Siyah, beyaz kağıtla en yüksek kontrastı sağladığı ve dolayısıyla okunması en kolay renk olduğu için kitap, gazete ve belge basımında kullanılan en yaygın mürekkep rengidir. Benzer şekilde, beyaz ekran üzerindeki siyah metin, bilgisayar ekranlarında kullanılan en yaygın formattır. Eylül 2019 itibariyle, en koyu malzeme MIT mühendisleri tarafından dikey olarak hizalanmış karbon nanotüplerden yapılmıştır.
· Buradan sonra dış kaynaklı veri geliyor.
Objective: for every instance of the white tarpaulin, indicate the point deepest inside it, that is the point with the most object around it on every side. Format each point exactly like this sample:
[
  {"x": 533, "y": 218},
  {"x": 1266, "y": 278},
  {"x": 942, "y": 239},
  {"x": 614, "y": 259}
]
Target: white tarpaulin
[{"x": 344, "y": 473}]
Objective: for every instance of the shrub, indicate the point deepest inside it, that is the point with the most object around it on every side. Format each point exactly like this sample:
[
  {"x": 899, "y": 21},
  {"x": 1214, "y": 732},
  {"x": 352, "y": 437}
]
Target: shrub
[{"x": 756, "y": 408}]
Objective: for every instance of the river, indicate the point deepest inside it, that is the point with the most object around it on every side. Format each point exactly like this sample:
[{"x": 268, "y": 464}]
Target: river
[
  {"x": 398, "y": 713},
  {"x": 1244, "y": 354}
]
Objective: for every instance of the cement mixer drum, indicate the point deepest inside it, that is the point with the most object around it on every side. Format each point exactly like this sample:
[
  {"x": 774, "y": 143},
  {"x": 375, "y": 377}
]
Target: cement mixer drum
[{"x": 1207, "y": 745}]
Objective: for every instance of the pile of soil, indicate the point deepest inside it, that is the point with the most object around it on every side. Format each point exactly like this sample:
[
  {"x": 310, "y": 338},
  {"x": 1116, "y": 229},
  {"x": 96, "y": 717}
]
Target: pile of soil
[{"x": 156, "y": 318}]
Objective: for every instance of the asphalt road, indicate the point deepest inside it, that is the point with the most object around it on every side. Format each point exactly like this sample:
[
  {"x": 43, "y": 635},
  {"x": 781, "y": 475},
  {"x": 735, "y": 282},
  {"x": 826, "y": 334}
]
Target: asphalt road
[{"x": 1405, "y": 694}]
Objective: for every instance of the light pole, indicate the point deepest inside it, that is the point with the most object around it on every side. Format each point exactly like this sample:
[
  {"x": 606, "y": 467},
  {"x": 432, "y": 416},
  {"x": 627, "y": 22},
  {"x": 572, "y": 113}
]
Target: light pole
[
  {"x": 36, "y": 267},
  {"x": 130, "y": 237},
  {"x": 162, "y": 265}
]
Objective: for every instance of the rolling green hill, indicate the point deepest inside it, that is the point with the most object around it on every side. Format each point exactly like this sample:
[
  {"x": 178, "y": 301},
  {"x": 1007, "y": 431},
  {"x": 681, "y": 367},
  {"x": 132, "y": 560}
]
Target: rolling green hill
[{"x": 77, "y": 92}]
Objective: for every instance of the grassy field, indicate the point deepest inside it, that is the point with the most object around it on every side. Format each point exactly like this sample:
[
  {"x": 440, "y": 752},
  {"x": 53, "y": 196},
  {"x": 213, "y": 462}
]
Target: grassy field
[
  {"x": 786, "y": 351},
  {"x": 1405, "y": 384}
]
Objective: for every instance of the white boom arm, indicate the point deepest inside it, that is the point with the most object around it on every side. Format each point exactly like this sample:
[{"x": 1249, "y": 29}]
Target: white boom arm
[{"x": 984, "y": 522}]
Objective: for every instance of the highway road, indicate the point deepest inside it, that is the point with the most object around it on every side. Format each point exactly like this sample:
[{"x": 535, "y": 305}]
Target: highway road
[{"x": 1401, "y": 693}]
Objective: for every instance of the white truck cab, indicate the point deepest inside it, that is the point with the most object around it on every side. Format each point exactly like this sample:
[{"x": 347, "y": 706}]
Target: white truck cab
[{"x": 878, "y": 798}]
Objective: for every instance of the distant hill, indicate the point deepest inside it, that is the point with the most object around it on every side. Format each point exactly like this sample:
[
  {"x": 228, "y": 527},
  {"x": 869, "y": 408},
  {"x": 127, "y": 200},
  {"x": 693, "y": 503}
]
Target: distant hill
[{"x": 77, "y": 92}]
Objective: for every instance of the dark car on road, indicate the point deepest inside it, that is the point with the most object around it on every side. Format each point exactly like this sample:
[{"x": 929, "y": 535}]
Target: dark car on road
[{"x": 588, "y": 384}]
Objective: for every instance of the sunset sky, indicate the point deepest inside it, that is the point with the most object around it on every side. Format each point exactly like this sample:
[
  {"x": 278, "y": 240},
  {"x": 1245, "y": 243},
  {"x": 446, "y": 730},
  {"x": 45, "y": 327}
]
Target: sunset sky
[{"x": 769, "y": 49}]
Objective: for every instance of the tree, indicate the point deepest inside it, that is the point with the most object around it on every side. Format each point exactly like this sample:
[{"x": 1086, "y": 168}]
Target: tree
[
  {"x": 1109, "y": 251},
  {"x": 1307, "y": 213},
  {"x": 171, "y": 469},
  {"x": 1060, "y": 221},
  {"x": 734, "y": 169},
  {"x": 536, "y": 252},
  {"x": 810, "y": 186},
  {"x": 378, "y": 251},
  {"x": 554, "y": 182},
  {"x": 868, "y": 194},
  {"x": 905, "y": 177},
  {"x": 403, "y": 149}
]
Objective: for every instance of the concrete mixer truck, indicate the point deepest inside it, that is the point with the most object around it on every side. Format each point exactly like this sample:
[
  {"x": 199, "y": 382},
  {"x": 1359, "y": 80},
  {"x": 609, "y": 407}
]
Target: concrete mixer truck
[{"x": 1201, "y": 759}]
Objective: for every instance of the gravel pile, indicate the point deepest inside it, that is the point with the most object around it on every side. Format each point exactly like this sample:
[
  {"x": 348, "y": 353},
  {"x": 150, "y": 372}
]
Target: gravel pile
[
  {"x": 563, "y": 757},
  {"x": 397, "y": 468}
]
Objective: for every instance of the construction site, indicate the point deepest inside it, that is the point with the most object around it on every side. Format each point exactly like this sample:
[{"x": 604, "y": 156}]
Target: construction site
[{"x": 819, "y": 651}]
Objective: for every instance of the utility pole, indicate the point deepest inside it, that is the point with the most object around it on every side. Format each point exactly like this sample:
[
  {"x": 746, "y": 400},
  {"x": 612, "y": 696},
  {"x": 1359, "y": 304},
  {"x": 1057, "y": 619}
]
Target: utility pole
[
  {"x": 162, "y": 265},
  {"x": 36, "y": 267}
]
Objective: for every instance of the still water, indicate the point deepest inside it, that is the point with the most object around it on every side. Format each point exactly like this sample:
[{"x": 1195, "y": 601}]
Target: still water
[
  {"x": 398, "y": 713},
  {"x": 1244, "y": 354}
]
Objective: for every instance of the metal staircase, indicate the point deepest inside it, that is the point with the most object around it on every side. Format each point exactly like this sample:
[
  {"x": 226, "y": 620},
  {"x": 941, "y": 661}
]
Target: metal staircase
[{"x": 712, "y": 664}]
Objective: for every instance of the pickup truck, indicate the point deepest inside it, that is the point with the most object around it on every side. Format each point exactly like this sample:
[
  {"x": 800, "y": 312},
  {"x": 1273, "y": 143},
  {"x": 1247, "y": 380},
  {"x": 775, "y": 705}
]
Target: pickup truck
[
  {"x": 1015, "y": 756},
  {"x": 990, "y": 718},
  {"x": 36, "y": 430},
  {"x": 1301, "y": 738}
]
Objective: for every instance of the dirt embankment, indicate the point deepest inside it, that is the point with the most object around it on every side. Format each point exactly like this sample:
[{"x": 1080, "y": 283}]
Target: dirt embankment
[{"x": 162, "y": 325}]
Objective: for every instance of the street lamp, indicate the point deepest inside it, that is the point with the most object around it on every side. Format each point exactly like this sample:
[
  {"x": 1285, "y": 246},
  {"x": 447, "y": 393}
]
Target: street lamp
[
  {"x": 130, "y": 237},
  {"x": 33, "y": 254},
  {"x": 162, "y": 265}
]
Siyah ya da kara, bir renktir. Işığı yansıtmak yerine emen pigmentler siyah gözükür. Renkler pigmentlerin yansıttığı ışığın dalga boylarına bağlı olarak oluşurlar. Pratikte renk olarak kabul edilir.

Renkler pigmentlerin yansıttığı ışığın dalga boylarına bağlı olarak oluşurlar. Ortamda hiç ışık bulunmadığında hiçbir ışık yansıtılamadığı için her şey siyah görünür, başka bir deyişle hiçbir şey görünmez.

Siyah renginin hex değeri "#000000", RGB değeri "0, 0, 0", ve CMYK değeri "0, 0, 0, 100" dür.

Etimoloji

Siyah sözcüğü Eski İngilizce blæc ("black, dark", also, "ink"), Proto-Germence *blakkaz ("burned"), Proto-Hint-Avrupa Anadilinde yazılı örneği bulunmayan *bhleg- ("to burn, gleam, shine, flash") sözcüğünden alıntıdır, Eski Sakson blak ("mürekkep"), Eski Yüksek Almanca blach ("siyah"), Eski İskandinav blakkr ("karanlık"), Felemenkçe blaken ("yakmak") ve İsveççe bläck ("mürekkep") ile ilişkili *bhel- ("parlamak") tabanından. Daha uzak akrabalar arasında Latince flagrare ("alev almak, parlamak, yanmak") ve Eski Yunanca phlegein ("yakmak, kavurmak") bulunur. Antik Yunanlılar bazen aynı yoğunluğa sahip oldukları takdirde farklı renkleri adlandırmak için aynı kelimeyi kullanmışlardır. Kuanos hem koyu mavi hem de siyah anlamına gelebilir. Antik Romalılarda siyah için iki kelime vardı: ater düz, donuk bir siyahken, niger parlak, doygun bir siyahtı. Ater kelime dağarcığından kaybolmuştur, ancak niger Nijerya ülke adının, İngilizce Negro kelimesinin ve çoğu modern Roman dilinde (Fransızca: noir; İspanyolca ve Portekizce: negro; İtalyanca: nero; Rumence: negru) "siyah" kelimesinin kaynağıdır.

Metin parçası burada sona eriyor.